Deep Yellow managing director John Borshoff said the starting the definitive feasibility study represents a significant step forward in the company’s evolution.

“Tumas is one of very few development opportunities globally over the last four years which has progressed from brownfields exploration to completion of a prefeasibility study, now moving on to a definitive feasibility study,” he said.

“This is testament to [our] entire team who have proven uranium credentials and [who] understand what it takes to develop a world-class uranium operation.”

He said the development of Tumas would capitalise on expected improvements in the uranium price during 2022, following the realisation by nuclear utilities of a looming shortage over the next five years.

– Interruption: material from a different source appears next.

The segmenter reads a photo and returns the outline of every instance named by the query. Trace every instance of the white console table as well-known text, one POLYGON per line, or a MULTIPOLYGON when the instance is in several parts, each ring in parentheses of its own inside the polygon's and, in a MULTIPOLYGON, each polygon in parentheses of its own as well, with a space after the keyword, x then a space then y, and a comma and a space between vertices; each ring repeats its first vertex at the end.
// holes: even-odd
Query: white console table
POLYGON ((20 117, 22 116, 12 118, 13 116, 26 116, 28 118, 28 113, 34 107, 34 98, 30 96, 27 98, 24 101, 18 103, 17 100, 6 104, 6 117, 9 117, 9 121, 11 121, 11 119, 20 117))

“Development of Tumas is a critical element in the execution of our stated dual-pillar growth strategy,” he said.

“The impressive results from our prefeasibility study clearly justify advancing this project to definitive feasibility study status, appreciating that uranium prices are expected to improve strongly over the next two to three years.”

The definitive feasibility study is due for completion by the end of 2022, advancing Deep Yellow towards its stated ambition of becoming a multi-platform, low-cost, global uranium producer.

Securing project funding

Mr Borshoff said the Tumas development would have little trouble attracting project funding when required, given existing global interest to drive down greenhouse gas emissions and meet targets set by the Paris Accord climate change treaty.

The selling point will be Deep Yellow’s growing expertise in a relatively small sector – the company’s executive team members have strong combined experience in defining, funding, developing and operating uranium mines in Namibia.

“Over the past decade, there has been a significant reduction in the number of companies which have either a viable resource to be developed or the expertise to do it,” he said.

“Deep Yellow is debt-free and has total ownership of the Tumas project which we now know is economically-robust and therefore highly-attractive [to potential financing partners].”

A combination of debt and equity will likely be utilised to fund the project’s development.

Exploration target

At the start of the Reptile exploration campaign in 2016, Deep Yellow announced it would chase an exploration target of up to 150Mlb grading between 300ppm and 500ppm uranium oxide.

This target was based on the company’s extensive experience in exploration, mining and production of surficial calcrete-associated and channel-related deposits.

Deep Yellow’s management and technical team claim to be the only group to have established two conventional uranium operations in two African countries after a 20-year global uranium industry hiatus.

One of these is the Langer Heinrich project owned by Paladin Energy (ASX: PDN) – a company which they were instrumental in establishing and which has mined deposits similar to those within the Tumas palaeochannel system.

Uranium price outlook

The global uranium market has entered a phase characterised by anticipated growing demand as new reactors enter commercial operation, offsetting expected retirements as uranium supply deteriorates due to production closures and cutbacks driven by persistent low uranium prices.

A recent report by the World Nuclear Association concluded that the global market is already in deficit, with stockpiles being consumed to meet uranium requirements.

“Looking forward, new uranium production facilities are needed to meet demand,” Mr Borshoff said.

“These projects will only be forthcoming at much higher uranium prices to incentivise the potential restart of currently shut-down uranium mines and the development of new production projects.”